Congressional Research Service reports are also available to former members, though they can no longer request the CRS conduct original research on their behalf. Former members of Congress can also obtain a permanent identification card from the clerk of the House or the Senate sergeant-at-arms, and become members of the U.S. Association of Former Members of Congress.

Reunions over a meal are made easy, with the House and Senate members dining rooms open to former members. 

House Speaker Paul D. Ryan, who’s known for using the House gym to do intense workouts and washing up after sleeping in his office, will be able to use the gym when he’s back in town. There is a fee for former members to use the House and Senate gyms, however.

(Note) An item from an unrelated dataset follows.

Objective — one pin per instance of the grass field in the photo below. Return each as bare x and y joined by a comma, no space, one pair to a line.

Ryan was on board with the effort earlier this year to eliminate one prime perk that could benefit him. Since 1970, House speakers have been entitled to a Capitol Hill office for five years after they retire or leave Congress. Appropriators, with backing from both Ryan and House Minority Leader Nancy Pelosi, who is also a former speaker, sought to eliminate the office funding.

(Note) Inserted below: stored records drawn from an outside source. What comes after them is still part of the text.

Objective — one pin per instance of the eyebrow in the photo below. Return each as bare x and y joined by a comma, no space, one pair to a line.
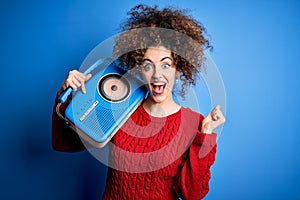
147,59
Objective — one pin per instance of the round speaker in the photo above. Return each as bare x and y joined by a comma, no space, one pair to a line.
114,87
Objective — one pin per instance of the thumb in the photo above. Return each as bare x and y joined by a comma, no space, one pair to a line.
87,77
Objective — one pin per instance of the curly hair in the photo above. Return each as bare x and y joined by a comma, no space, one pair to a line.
170,27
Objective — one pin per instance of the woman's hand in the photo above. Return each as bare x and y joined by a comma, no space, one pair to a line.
75,80
213,120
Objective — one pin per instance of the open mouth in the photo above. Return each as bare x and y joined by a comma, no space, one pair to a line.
158,88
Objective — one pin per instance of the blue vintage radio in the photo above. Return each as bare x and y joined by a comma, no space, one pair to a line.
112,95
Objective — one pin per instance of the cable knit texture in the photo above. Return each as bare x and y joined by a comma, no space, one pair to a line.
179,163
152,158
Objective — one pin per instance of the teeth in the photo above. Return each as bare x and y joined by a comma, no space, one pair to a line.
158,84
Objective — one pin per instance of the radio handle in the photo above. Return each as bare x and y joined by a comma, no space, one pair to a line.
64,95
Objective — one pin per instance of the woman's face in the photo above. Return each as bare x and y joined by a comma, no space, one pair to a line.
159,72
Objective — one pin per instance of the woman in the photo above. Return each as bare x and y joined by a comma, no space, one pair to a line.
177,145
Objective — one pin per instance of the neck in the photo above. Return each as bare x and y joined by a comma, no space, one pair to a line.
163,109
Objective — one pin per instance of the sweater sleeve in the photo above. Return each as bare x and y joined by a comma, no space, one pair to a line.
194,173
64,138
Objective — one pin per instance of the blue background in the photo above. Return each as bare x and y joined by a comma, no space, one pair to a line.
255,47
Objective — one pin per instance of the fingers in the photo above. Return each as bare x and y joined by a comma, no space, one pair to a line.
77,79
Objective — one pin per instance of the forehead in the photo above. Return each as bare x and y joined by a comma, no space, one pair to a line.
156,53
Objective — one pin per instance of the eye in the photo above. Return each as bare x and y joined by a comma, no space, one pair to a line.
166,66
147,67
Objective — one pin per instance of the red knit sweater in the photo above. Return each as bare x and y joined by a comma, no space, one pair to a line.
154,158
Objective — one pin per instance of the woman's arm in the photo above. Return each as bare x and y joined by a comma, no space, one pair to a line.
193,177
194,173
65,138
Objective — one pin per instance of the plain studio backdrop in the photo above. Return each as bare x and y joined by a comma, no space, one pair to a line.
256,49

“Taxpayers should not be on the hook to fund an office for former speakers,” said Nita M. Lowey of New York, the top Democratic appropriator.

The move to eliminate the benefit was eased because no former speakers are currently maintaining such an office. John A. Boehner gave up his Capitol Hill digs in 2016 when he joined the firm of Squire Patton Boggs later that year.

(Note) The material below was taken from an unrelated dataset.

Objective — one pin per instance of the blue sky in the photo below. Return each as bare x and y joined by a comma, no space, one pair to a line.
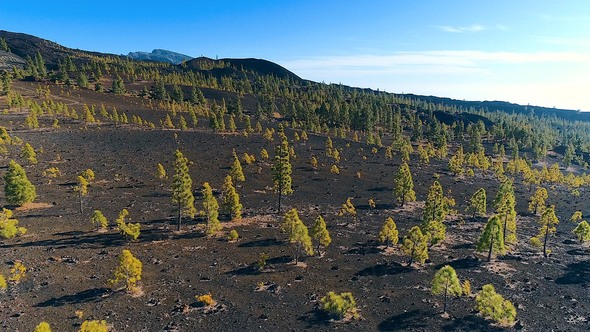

The relic of a bygone era for many American workers, former members of Congress receive a pension. The value of the pension varies depending on the years of service and the average of the highest three years of salary. That means lawmakers with long tenures in leadership will keep the pay bump those positions earn. A member’s pension cannot exceed 80 percent of their final salary.

Former lawmakers are eligible for a pension at 62 if they served at least five years, 50 if they served 20 years, or any age if they served more than 25 years.

Outgoing members will have to stay within some bounds to ensure they are eligible for a pension. A 2007 law bars members convicted of a felony involving perjury, witness tampering, bribery and fraud from receiving pensions.

There were 611 retired members of Congress receiving federal pensions based in part or fully on their congressional service at the start of fiscal year 2017.